Com o termo yoga, nas sua palavras que se seguem, ele não se refere apenas ao exercício físico do yoga, mas a uma ciência de vida integral que abraça o corpo, a mente e o espírito, a moral e o entendimento:
Para a prática do yoga, a aprendizagem académica é tanto um impedimento para um erudito como os apegos familiares o são para um leigo. A mera aprendizagem académica reduz uma pessoa à condição de uma máquina reprodutora, se ela não procurar transcender o karma. Os que não são eruditos são salvos de muitos males dos quais os eruditos se tornam vítimas.
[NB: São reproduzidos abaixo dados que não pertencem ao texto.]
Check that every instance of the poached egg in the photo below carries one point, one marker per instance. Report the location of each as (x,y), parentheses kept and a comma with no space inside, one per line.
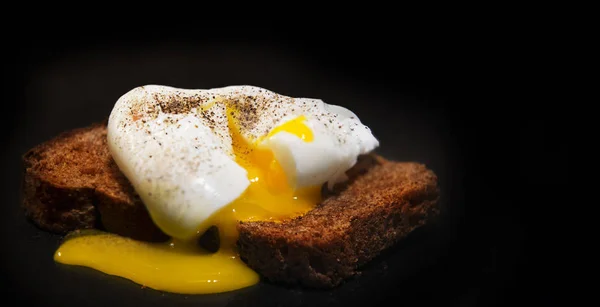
(202,158)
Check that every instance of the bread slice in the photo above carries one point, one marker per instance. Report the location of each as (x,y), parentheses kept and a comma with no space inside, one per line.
(71,182)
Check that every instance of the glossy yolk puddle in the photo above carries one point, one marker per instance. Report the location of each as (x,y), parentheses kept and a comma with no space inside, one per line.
(184,267)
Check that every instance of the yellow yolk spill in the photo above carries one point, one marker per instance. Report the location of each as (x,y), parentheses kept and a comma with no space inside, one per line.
(184,267)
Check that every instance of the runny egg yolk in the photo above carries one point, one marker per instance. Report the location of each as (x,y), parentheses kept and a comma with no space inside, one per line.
(184,267)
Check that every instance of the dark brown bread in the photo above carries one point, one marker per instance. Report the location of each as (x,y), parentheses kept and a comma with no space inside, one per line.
(329,243)
(71,182)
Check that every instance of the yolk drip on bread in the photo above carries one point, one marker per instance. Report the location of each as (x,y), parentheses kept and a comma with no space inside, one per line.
(183,266)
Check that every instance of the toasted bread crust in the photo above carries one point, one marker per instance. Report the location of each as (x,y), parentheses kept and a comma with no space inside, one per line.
(329,243)
(71,182)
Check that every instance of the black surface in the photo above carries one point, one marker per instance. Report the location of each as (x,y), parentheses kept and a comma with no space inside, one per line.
(416,99)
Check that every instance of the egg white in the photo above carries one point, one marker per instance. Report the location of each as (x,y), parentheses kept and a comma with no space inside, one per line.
(183,167)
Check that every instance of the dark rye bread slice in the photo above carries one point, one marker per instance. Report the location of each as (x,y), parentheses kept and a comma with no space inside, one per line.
(349,228)
(71,182)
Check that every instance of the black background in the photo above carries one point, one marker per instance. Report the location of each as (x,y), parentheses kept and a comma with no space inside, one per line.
(439,97)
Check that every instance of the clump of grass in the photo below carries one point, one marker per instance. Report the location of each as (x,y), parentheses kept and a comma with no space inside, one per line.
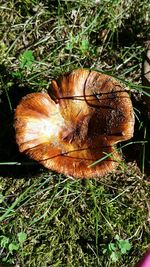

Os talibãs poderiam seletivamente citar estas afirmações para justificar a sua recusa em escolarizar as raparigas. Os que pensam que o celibato clerical é um estado mais elevado do que o matrimónio também poderiam usar erradamente a referência aos apegos familiares. Este não é o seu significado. Procurar transcender o karma, irromper em brasa pela teia do passado, controlando o presente e o futuro, significa ter uma prática contemplativa. Sem isso, os assuntos da vida comum e do conhecimento intelectual tornam-se obstáculos no caminho da consciência unificada.
Ele está a mostrar como muita erudição e uma abordagem essencialmente intelectual ao caminho espiritual se tornam impedimentos, tal como pode suceder com a riqueza material. Uma grande fortuna pode isolar-nos, ao tornar-nos desconfiados e medrosos. A cultura livresca e as ideias podem enganar-nos e fazer-nos pensar que sabemos mais da verdade do que realmente sabemos. Podem até construir uma catedral erudita de pensamento que é, na realidade, apenas mais um sósia do verdadeiro conhecimento derrubado um dia pelo vento da experiência.
Não temos de esvaziar previamente a nossa conta bancária, a cada vez, antes de meditarmos. Iremos acabar por pensar de modo diferente sobre os nossos bens, se investirmos tudo na pobreza em espírito, duas vezes ao dia. Porém, somos chamados “a renunciar a todas as riquezas do pensamento e da imaginação” (João Cassiano), cada vez que meditamos. O mantra é como a pedrinha na fisga de David que venceu o Golias do ego.
É por isso que a pobreza em espírito – o radical desapego de nós mesmos – é um mais profundo e pleno processo de transformação do que qualquer coisa que possamos fazer ao nível material. Este é o coração da Quaresma. Nada saber, e o nosso relacionamento com o que possuímos ou com o nosso estatuto social será transformado.
Nada tenho. Nada quero. Nada sei. Assim cantava um místico itinerante inglês, Richard Rolle, no séc. XIV. Quantos centros de poder altamente defendidos no mundo, políticos ou intelectuais, pode esta canção penetrar?